Anyway, my point is that this story doesn't give us the luxury of seeing inside the man from Judah's head. Why have I assumed he didn't have any understanding at all of God's role for him--beyond being a mere mouthpiece--here? We can be sure he had willingly and wholeheartedly accepted his calling at some point or he wouldn't have been in these circumstances. We don't know what levels of understanding may have been glimmering within him, but we see that even the deceitful prophet read the events pretty quickly and surely. Maybe the man from Judah had a clearer sense of it all than I've given him credit for. This helps me to see more fair play on God's part. Sacrificing someone without their knowledge or consent looks more like murder, and I was really balking at that.

I'd have to say that I share amtog's opinion that being a prophet doesn't look all that appealing. Jeremiah didn't like the job much either, and even Jesus has his moments ("Oh you foolish generation, how much longer must I be with you?")But I find your distinction here extremely helpful, wfo: "The calling of a prophet is not to get what's coming to us, but to be agents of God's activity in the world."

A quick thought, writer2b:

I was struck by your comment about the man of God making an "honest mistake." I'm not so sure about that: he knew that God had spoken to him, but then he believed a contradictory statement. God told him not to eat or drink, but then the lying prophet told him that God wanted him to eat and drink. I wonder if his suspicions ought to have been higher, particular if our God is one where there is "no shadow of turning."

Actually, I was quoting wfo's original post there. So, take it up with the Oyarsa. :-)

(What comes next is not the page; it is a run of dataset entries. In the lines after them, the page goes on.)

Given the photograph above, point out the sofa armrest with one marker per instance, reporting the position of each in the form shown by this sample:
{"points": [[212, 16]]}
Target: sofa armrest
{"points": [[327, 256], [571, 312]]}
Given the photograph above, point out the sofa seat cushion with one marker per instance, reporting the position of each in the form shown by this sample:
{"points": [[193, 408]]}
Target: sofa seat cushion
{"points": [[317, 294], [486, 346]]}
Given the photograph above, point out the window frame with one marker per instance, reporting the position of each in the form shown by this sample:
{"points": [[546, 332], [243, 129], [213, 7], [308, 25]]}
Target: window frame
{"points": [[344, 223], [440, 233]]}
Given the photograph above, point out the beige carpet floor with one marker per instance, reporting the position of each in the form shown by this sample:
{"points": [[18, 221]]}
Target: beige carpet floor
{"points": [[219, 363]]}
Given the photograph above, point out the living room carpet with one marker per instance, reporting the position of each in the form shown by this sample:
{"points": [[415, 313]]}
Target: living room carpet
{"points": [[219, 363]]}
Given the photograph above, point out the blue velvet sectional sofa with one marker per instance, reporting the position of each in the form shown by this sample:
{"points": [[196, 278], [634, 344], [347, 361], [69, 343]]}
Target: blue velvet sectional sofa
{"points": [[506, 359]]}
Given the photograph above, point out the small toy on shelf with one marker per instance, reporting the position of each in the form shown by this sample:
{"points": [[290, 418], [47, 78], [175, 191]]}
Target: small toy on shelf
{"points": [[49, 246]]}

Okay, here's my real answer: the God in whom there is "no shadow of turning" (a phrase from the hymnbook, but is it in scripture?) actually changes His mind quite a bit. Not His nature, but His mind. Moses convinces Him to change His plans more than once where the Israelites are concerned. Jesus changes water into wine after saying His time has not yet come when His mother won't take no for an answer. And there's the parable about the landlord who comes to the door when his initial answer was "go away" only because the person knocking persists.

These are all examples of God being influenced by prayer, not being merely capricious. (Sometimes in the OT He looks capricious, but that's a bigger issue than I'm capable of biting off here.) So technically this story doesn't fit into the same context. There's no evidence that the deceitful prophet claimed to have petitioned God.

However, the man of God from Judah had every reason to believe that a truth speaker would be telling him the truth. The deceitful prophet belongs in that category of people Jesus said would be better off at the bottom of the sea with a millstone around their neck, than facing the Living God.

Not trying to be unduly feisty here. Just trying to understand what the Bible actually says. God invites us into relationship with Him as He is, not as man-made creeds say He is.

This story has always baffled me as well. I had read the Barth commentary, but somehow never seemed to understand the force of ongoing prophesy. That is something to think about, and thank you for that.

There is another prophetic aspect of the story that you haven't addressed. The story has a specific allusion to the future actions of the reforming king Josiah, and the only other place in the Bible where this story is repeated is 2Kings 23:18, where Josiah destroys the sanctuary at Bethel as a prelude to the rededication of the Temple. This can be viewed in a number of different ways.

In many ways, Josiah prefigures Jesus, only his sacrifice at Megiddo was not sufficient to atone for the sins of Judah. The whole saga raises a lot of questions.